When the user asks a query, first the query gets processed. Depending on your scenario and users, you may have to first break the query into subqueries and then pre-process each of these subqueries separately (An LLM can be used to decide on whether the query requires breaking into multiple subqueries, and to arrive at those subqueries). The exact methods to be followed for query (or subquery) pre-processing depends on the Enriching and Embedding steps followed during pre-processing the data.

During Enriching, if the data was cleansed, the exact same cleansing steps needs to be followed for the query also (e.g. lowercasing, fixing spelling issues etc.). Once the query is enriched, it needs to be embedded using the same Embedding model that was used for pre-processing the data. The output of this embedding step is that we will have a Vector that is a mathematical representation of the query.

Comparing

Now we have a Vector that represents the query asked by the User (or multiple Vectors in case the query had subqueries). Based on this Vector, a similarity search is performed against the vector database. Based on how we configure the vector database, the top ‘n’ Vectors that are ‘similar’ to the Vector being searched is returned along with their corresponding chunks and metadata (if any).

Optionally, it is also possible to have a secondary search (e.g. Full text search) based on keywords extracted from the plain-text query. In such cases, the keywords are searched against the metadata stored in the same vector database, which again results in one or more Vectors getting returned along with their corresponding chunks and metadata (if any).

If secondary searches are performed, there will have to be a custom logic written to re-rank the results based on the results returned by the primary vector search and the secondary keyword searches. There are vector databases available that supports ‘Hybrid queries’ in which case the database itself can do the primary and secondary search, and re-rank the results for you (eliminating the requirement for having a custom logic).

However, even if your vector database is supporting Hybrid queries, there could be scenarios when you may want to re-rank based on a custom logic. Another scenario for custom logic is when the original query had to be broken up into subqueries (each resulting in a Vector) and multiple searches had to be performed for each of those Vectors.

Retrieving

In this step, the data (document) available in the chunks that got returned as part of the output of step above is retrieved.

Augmenting

In this step, the data that is retrieved from the previous step is assembled as the ‘Grounding data’ for the LLM. The system sends this grounding data along with the query to the LLM. Thus, this step is about augmenting the query and providing relevant additional context to the LLM as grounding data. This augmentation is what helps LLMs to have the specific context which it can use to generate better quality outputs (completions).

Generating

In this step, LLM uses the grounding data and the query to generate the required output. Since the model now has the ‘relevant’ context, it has a more comprehensive understanding of the topic on which the query was raised by the user. This in turn results in the model generating better quality responses.

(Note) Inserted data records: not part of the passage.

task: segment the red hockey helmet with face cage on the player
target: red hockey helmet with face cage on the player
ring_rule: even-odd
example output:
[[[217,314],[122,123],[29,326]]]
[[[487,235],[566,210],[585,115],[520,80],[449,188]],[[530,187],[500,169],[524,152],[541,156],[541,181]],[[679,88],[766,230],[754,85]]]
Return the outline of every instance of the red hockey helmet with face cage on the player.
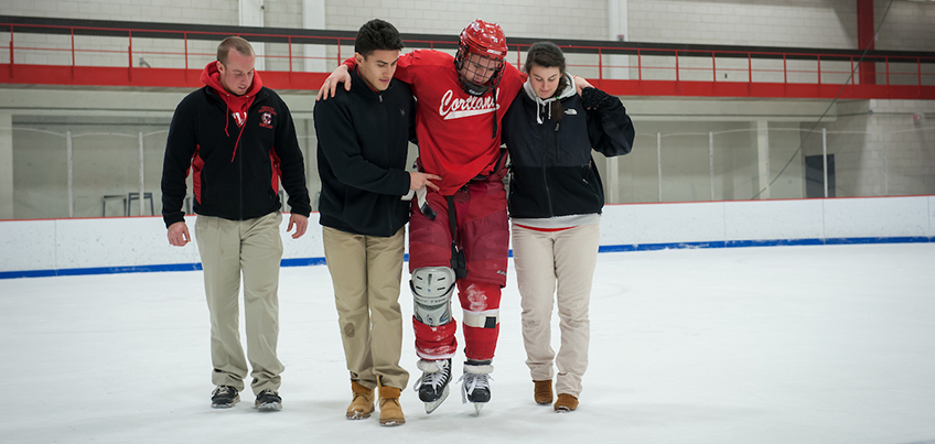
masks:
[[[474,20],[464,31],[454,56],[461,88],[472,96],[483,96],[496,87],[506,58],[506,36],[496,23]],[[487,77],[490,75],[490,77]]]

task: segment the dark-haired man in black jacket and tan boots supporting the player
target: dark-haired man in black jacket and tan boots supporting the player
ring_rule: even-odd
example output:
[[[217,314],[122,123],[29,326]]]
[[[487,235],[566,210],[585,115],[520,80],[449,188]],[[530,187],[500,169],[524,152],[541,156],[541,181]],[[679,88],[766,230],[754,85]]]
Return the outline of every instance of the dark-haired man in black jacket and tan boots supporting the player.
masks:
[[[409,220],[400,197],[423,186],[437,189],[430,181],[441,178],[405,171],[416,104],[409,86],[393,78],[401,48],[391,24],[364,24],[354,43],[351,90],[319,101],[314,111],[324,255],[353,391],[346,416],[369,418],[379,387],[384,425],[406,422],[399,392],[409,381],[399,366],[402,228]]]

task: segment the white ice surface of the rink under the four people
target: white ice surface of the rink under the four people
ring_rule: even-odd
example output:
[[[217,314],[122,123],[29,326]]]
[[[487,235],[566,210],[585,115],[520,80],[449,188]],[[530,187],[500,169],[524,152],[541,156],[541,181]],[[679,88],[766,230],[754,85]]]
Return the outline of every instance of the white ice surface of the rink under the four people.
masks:
[[[511,263],[493,400],[427,415],[407,388],[397,427],[344,419],[325,267],[282,269],[275,413],[249,389],[209,408],[201,272],[2,280],[0,443],[935,443],[933,270],[933,243],[600,255],[581,405],[557,414],[533,401]]]

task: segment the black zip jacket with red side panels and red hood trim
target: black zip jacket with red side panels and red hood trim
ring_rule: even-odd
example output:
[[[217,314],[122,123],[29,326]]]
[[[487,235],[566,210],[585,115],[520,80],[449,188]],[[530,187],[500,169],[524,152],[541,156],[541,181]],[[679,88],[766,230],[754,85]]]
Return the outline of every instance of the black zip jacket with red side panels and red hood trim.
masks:
[[[190,94],[175,108],[162,170],[165,226],[184,220],[181,208],[190,167],[196,214],[246,220],[276,212],[281,207],[277,194],[281,173],[292,213],[308,217],[312,208],[304,161],[292,115],[282,99],[260,88],[243,131],[228,112],[209,86]]]

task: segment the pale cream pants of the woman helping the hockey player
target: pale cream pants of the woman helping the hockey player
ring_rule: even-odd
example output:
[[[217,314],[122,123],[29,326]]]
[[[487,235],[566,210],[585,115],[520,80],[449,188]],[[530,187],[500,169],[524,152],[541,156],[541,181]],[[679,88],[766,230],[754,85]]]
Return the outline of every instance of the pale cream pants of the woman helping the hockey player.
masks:
[[[600,226],[544,232],[513,226],[513,260],[523,307],[523,342],[533,380],[556,380],[556,392],[576,398],[588,369],[588,306],[598,262]],[[558,292],[556,292],[558,283]],[[557,297],[556,297],[557,294]],[[558,301],[561,347],[551,347],[552,305]],[[554,378],[554,364],[558,377]]]

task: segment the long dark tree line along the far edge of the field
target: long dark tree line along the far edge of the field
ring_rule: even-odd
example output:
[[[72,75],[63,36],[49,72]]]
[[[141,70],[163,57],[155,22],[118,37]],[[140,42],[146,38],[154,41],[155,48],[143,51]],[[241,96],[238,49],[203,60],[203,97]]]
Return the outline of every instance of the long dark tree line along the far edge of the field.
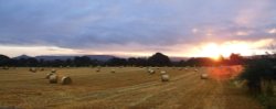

This makes RAG a powerful technique to make the overall solution more reliable and its response more accurate.

Summary

Retrieval-Augmented Generation has a big role in enhancing the accuracy and reliability of the Large Language Model (LLM) which you are using for your Generative AI use cases. RAG has the potential to improve the adoptability of your solution and can accelerate the overall adoption of GenAI in your Enterprise. Understanding what it takes to implement a RAG solution is necessary as you prepare your enterprise to become GenAI ready.

The future of RAG is incredibly promising as it represents a significant leap forward in the field of AI. By combining the strengths of retrieval-based and generation-based techniques, RAG systems can deliver more accurate, contextually relevant, and factually grounded responses. As AI continues to evolve, RAG will likely become integral in various applications, from enhancing virtual assistants and customer support systems to improving enterprise search systems and business intelligence dashboards.